Let's say I want to define a function ReportError that formats and prints an error to std::cerr adding a newline. To this end I need to create a small class (struct will do since it has only one public member) that defines operator()(const fmt::Writer &) which does the output:

struct PrintError {
  void operator()(const fmt::Writer &w) const {
      std::cerr << "Error: " << w.str() << std::endl;
  }
};

Writer is a class that does all the formatting and stores the output in a buffer. The str() method converts the output to std::string, there are other access methods as well. Now I can define the ReportError function:

fmt::Formatter ReportError(const char *format) {
  return fmt::Formatter(format);
}

Formatter is used only in wrapper functions like the one above. It is responsible for receiving arguments via operator<<, completing the format operation and calling a user supplied action like PrintError after that.

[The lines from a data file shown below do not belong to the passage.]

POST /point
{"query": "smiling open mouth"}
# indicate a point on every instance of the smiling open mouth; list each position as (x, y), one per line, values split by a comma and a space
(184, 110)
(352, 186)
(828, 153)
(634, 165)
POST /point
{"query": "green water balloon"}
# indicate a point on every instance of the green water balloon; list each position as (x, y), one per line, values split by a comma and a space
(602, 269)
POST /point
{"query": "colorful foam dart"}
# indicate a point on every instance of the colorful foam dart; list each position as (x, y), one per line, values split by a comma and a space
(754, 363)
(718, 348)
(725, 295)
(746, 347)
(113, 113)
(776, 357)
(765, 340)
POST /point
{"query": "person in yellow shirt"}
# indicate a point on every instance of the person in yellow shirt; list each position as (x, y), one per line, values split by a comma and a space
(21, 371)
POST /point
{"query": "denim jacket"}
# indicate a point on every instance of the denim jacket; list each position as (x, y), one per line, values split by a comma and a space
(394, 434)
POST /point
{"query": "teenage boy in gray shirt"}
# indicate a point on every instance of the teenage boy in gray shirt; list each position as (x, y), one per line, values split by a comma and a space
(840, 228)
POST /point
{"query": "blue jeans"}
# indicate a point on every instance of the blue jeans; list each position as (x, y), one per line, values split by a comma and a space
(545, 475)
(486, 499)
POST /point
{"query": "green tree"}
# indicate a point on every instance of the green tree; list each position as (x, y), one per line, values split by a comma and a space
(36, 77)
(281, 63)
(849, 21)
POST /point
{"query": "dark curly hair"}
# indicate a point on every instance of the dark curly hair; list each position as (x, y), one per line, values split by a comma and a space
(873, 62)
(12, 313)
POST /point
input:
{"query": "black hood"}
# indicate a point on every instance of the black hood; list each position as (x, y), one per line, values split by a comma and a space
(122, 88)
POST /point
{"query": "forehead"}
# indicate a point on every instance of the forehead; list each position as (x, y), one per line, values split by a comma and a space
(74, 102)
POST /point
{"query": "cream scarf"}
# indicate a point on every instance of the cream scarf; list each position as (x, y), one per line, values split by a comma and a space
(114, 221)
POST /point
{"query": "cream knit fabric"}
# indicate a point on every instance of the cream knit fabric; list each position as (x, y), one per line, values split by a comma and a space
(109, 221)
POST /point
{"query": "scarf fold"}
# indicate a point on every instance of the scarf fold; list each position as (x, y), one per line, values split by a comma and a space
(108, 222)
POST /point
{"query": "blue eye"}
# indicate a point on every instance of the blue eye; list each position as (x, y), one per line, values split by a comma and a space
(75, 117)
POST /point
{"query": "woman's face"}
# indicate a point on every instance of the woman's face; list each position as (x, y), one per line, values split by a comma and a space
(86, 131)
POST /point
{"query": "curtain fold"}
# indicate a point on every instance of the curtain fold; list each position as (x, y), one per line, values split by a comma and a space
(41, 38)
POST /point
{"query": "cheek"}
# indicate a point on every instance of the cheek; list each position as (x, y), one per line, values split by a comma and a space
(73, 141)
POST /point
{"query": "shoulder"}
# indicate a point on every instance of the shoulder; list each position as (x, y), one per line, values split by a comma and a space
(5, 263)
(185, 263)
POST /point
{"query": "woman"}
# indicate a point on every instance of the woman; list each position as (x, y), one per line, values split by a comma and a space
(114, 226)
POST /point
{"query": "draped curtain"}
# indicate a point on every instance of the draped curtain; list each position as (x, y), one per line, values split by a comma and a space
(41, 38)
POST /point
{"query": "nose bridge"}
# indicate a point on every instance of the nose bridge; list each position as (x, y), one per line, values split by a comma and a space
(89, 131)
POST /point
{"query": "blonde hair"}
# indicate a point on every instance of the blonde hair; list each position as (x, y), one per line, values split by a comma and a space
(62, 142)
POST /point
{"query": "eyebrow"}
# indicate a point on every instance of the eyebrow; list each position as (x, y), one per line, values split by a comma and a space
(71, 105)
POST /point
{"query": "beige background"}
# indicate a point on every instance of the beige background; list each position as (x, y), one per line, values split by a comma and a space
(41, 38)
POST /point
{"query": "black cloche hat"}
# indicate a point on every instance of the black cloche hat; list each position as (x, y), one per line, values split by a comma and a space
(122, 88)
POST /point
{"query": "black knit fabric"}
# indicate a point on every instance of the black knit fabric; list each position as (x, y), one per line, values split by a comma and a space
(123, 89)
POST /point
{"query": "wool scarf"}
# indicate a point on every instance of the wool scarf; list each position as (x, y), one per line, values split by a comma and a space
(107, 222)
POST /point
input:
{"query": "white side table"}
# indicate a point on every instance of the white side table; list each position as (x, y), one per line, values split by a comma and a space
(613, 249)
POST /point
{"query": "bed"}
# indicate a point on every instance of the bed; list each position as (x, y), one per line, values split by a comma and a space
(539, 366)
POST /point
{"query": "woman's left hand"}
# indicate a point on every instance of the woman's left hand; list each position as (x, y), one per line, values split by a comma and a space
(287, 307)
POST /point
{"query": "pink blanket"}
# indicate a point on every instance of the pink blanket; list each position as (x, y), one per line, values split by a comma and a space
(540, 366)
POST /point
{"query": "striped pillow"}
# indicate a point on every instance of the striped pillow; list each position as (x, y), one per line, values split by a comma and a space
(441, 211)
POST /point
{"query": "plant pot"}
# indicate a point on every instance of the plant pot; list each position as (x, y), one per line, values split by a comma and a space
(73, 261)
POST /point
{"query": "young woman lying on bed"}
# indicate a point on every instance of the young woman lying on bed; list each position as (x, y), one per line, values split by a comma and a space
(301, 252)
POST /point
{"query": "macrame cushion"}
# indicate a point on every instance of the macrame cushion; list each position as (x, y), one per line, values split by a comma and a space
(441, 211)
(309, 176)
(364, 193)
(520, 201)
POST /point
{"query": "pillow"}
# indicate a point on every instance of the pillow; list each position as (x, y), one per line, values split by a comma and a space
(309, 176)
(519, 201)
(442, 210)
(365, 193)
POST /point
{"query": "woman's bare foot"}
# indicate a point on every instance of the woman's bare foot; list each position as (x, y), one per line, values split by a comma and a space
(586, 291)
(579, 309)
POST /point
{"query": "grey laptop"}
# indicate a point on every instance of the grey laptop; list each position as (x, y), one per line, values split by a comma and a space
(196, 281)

As you can see creating wrappers is relatively easy. It doesn't require any preprocessor tricks or defining functions for different number of arguments. And once a wrapper function is defined it is as easy to use as fmt::Format, in fact the latter is implemented in exactly the same way.

The Writer class can also be used on its own if you need to efficiently merge the output of multiple format operations, for example:

fmt::Writer out;
for (int i = 0; i < 10; i++)
  out.Format("{0}") << i;
std::string s = out.str(); // s == 0123456789

This concludes the first and the most important part about the API. In the next part I am going to write about performance and related design aspects.